The whole draw of BNPL services is to lessen financial burden temporarily. But the danger lies in the immediacy of those purchases outside consumers’ comfort levels without proving they have the funds to do so. 

Based on history, we know this behavior has consequences. Remember conspicuous consumption of the 1920s? It was facilitated by the then-new idea of buy now, pay later. BNPL fueled bad spending habits and was ultimately one of the factors that led to the Great Depression: 

 “Buy now, pay later became the credo of many middle class Americans of the roaring twenties. For the single-income family, all these new conveniences were impossible to afford at once. But retailers wanted the consumer to have it all. Department stores opened up generous lines of credit and installment plans were offered to buyers who couldn’t afford the lump sum, but could afford twelve easy payments. Consumer debt more than doubled between 1920 and 1930.”

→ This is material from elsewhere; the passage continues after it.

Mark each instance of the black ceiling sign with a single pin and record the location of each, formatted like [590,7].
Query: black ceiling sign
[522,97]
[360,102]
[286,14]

That’s not to say the 2020’s will necessarily result in the same fate as the century prior, but the point remains salient: this system has young Americans—many of whom are already in the throes of student loans—skating on very thin ice. 

And as of right now, the BNPL space is entirely unregulated. The Consumer Financial Protection Bureau has taken no action to protect businesses, banks, or consumers beyond releasing a statement telling all to proceed with caution.